Iranians react as President Mahmoud Ahmadinejad addresses supporters in Tehran on June 10, 2009(Photo: Reuters/Ahmed Jadallah)

Iranians react as President Mahmoud Ahmadinejad addresses supporters in Tehran on June 10, 2009
(Photo: Reuters/Ahmed Jadallah)

Campaigning in Iran’s intriguing presidential election race ends on Wednesday, ahead of Friday’s much-anticipated vote. A tense contest is expected following an at times heated campaign that included some feisty televised debates between candidates.

A total of 475 Iranians, including 42 women, registered as prospective candidates but only four were allowed to stand. They are the current President, Mahmoud Ahmadinejad, moderate ex-prime minister Mir-Hossein Mousavi, former parliamentary speaker Mehdi Karroubi and conservative Mohsen Rezai.

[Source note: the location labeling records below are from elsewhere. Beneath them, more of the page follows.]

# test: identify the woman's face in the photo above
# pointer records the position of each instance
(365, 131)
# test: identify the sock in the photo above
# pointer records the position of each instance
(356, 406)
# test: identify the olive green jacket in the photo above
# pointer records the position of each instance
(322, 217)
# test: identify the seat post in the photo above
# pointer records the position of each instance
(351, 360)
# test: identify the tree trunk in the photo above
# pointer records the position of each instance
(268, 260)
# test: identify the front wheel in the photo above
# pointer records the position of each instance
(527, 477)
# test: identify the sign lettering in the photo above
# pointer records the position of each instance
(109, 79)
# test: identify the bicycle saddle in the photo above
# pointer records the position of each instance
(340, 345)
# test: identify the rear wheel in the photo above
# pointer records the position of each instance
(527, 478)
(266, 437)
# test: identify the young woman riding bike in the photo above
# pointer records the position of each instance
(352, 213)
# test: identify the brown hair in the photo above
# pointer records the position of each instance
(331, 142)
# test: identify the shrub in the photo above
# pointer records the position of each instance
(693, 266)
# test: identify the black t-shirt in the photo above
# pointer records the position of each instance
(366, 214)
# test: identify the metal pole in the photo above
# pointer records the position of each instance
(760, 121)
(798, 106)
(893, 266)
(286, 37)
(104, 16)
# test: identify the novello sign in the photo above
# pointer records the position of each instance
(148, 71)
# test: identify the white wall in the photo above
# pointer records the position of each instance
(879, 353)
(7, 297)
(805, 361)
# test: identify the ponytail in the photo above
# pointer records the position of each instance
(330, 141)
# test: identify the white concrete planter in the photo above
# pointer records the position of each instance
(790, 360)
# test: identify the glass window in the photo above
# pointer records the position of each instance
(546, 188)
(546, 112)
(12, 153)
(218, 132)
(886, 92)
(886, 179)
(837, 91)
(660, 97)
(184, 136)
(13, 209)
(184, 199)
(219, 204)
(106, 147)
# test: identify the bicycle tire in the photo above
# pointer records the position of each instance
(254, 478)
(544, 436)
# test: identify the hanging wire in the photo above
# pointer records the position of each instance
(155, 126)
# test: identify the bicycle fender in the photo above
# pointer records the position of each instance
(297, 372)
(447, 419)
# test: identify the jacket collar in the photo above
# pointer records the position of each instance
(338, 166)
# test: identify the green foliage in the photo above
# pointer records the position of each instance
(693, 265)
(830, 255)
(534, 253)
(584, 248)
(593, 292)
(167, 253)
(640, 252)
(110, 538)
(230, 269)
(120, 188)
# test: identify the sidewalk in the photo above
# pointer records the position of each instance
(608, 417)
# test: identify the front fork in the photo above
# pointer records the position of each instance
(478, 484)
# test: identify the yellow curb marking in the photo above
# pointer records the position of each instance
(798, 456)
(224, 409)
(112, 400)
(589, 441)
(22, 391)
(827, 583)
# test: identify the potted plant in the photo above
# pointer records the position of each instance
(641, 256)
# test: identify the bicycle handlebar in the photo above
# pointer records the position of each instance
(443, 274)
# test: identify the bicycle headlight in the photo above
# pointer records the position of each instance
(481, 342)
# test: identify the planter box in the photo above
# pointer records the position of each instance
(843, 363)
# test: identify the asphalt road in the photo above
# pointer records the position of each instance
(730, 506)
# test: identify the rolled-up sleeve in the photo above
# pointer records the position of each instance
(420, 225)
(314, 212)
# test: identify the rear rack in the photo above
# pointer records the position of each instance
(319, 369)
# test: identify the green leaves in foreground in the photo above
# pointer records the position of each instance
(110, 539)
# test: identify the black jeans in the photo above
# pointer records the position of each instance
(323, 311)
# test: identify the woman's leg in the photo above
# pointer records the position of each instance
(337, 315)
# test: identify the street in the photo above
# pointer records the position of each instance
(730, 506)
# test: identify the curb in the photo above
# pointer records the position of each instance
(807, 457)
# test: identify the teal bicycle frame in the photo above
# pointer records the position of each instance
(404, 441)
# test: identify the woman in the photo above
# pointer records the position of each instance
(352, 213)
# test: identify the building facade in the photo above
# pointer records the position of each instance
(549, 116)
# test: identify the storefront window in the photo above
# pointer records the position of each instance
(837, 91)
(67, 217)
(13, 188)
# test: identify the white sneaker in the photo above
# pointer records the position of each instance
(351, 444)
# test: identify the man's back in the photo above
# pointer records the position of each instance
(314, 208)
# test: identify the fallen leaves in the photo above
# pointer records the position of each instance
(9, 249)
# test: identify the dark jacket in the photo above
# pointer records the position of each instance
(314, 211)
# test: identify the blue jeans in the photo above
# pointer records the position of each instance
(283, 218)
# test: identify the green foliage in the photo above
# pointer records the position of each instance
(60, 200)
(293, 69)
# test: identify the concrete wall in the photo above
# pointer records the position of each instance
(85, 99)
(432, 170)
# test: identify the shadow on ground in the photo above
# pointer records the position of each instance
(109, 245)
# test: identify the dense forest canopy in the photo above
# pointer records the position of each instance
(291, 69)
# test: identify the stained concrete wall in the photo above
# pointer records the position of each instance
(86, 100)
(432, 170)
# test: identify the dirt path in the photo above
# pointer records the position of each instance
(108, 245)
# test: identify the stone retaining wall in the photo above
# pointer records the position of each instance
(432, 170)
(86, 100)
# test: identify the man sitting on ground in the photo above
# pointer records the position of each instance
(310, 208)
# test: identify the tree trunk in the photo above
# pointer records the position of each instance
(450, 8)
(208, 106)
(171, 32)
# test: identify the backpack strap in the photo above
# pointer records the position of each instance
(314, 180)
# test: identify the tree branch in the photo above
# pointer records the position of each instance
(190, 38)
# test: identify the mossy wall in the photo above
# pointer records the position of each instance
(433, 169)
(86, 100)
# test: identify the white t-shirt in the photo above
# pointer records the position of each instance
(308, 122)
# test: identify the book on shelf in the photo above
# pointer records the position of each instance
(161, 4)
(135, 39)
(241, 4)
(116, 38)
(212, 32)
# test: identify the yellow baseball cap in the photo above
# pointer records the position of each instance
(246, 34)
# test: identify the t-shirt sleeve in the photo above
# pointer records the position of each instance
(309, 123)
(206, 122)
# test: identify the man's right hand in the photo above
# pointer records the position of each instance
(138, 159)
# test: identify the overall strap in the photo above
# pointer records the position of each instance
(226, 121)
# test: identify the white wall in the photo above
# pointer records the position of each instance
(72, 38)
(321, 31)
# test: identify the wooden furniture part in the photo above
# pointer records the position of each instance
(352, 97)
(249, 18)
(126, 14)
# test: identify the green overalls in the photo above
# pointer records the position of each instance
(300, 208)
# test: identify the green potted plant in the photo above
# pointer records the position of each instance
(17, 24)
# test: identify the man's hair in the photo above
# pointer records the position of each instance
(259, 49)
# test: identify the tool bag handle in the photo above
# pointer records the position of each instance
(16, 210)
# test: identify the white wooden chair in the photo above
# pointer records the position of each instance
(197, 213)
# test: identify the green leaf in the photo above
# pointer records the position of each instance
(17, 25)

Seventy-two-year-old cleric Karroubi notably criticised Ahmadinejad for having dismissed the Holocaust as a myth.  He also ran in the 2005 elections. Rezai, who was the head of the Revolutionary Guards for 16 years until 1997, is also a critic of Ahmadinejad and promised to tackle poverty and unemployment.

But it appears the next president is likely to be either Ahmadinejad or 68-year-old Mousavi who, in the 1980s, was the last man to hold the post of Prime Minister.

Ahmadinejad, 52, was a surprise winner of the 2005 election, and if he is defeated this time around, it will be the first time a sitting president hasn’t won a second term.

His time in office has seen Iran become marginalised on the international stage because of its uranium enrichment programme and his anti-western outbursts.

The three other candidates have also criticised him for his handling of the economy. Critics say his big-spending policies have done little to reduce unemployment and poverty and have instead increased inflation, which is currently at 24 percent.

Of the 46.2 million people eligible to vote on Friday, half of whom were born after the 1979 Islamic revolution. If no candidate emerges with 50 per cent plus one vote in the first round, a run-off will be held on June 19.

Whoever wins, however, will still have to answer to Iran’s supreme leader Ayatollah Ali Khamenei.